Rush Read online




  Rush

  Tori Minard

  Cover art by Tori Minard from photo by © Efe Can Altuncu

  Enchanted Lyre Books

  Chapter 1

  Caroline

  This party wasn’t exactly foreign territory, but I felt a little like an alien anyway. Someone like me, someone who doesn’t drink, well, we sometimes feel out of place at frat parties, especially when they’re crowded wall to wall with people we mostly don’t know.

  I hesitated in the doorway of the cramped apartment, although my boyfriend, Trent, was already shouldering his way into the room. The hosts were buddies of his, frat brothers, and you’d think I would know most of their guests, but I didn’t. They were a cold sea of indifferent faces...indifferent to me, at least.
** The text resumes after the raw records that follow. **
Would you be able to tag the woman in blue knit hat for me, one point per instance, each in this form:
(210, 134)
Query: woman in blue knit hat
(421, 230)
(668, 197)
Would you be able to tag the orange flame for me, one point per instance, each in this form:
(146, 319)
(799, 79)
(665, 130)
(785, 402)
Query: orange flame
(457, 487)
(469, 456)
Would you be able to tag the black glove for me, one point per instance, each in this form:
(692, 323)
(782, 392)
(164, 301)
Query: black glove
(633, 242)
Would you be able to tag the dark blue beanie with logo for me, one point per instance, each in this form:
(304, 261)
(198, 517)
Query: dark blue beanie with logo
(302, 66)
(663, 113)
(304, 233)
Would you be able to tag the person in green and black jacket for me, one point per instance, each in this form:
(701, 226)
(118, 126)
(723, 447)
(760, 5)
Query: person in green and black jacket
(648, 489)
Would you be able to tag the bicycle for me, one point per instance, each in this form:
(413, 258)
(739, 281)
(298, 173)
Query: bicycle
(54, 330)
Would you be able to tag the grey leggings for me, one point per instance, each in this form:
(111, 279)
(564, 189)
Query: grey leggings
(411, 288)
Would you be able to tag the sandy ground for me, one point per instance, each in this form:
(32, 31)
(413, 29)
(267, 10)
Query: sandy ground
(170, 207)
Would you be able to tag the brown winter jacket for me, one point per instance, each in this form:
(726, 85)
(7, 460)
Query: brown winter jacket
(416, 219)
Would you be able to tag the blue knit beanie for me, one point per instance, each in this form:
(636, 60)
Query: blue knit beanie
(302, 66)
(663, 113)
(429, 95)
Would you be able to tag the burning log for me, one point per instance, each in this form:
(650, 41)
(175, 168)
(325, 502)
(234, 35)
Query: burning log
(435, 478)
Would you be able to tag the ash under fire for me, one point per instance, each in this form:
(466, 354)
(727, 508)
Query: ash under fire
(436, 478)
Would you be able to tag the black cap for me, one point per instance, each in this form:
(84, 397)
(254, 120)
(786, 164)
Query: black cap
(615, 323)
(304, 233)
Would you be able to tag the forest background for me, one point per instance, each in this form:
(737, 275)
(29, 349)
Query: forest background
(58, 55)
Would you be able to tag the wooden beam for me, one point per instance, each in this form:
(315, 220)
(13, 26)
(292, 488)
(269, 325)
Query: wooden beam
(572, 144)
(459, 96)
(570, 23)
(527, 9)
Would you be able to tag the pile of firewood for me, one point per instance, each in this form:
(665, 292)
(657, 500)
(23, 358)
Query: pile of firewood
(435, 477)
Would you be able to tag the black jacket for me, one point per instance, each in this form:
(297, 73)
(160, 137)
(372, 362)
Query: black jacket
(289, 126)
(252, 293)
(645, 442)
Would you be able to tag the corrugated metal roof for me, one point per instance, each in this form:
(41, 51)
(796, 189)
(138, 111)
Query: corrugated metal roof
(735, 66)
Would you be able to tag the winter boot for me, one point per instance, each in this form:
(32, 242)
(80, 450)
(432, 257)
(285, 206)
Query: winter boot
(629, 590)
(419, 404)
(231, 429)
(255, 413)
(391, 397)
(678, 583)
  The noise level almost deafened me. Music blared from someone’s iPod, and everyone in the room seemed to be talking at once. A thick haze of cigarette smoke hung in the air. I tugged on Trent’s sleeve, causing him to pause and look down at me.

  “It’s too crowded!” I yelled above the din. “There’s no room for us!”

  He grinned down at me. “Sure there is.”

  I looked around uneasily, hating that he’d sprung this thing on me at the last minute. When he’d picked me up at my dorm, I’d still thought we were going out to dinner. If I’d known we were going to a party, I would have dressed for it. I would have done something with my impossible hair.

  The room was filled with perfectly fashionable, trendy girls who reminded me of my sorority sisters. All of them were dressed in the latest styles, except the ones wearing sexy Halloween costumes bought at the local discount store. Honestly, I sometimes wondered how I’d managed to be accepted by a sorority in the first place. I wasn’t skinny, I hated wearing heels and revealing clothes, and my super-curly hair refused, absolutely refused, to submit to flat-ironing. I was hopeless in the looks department.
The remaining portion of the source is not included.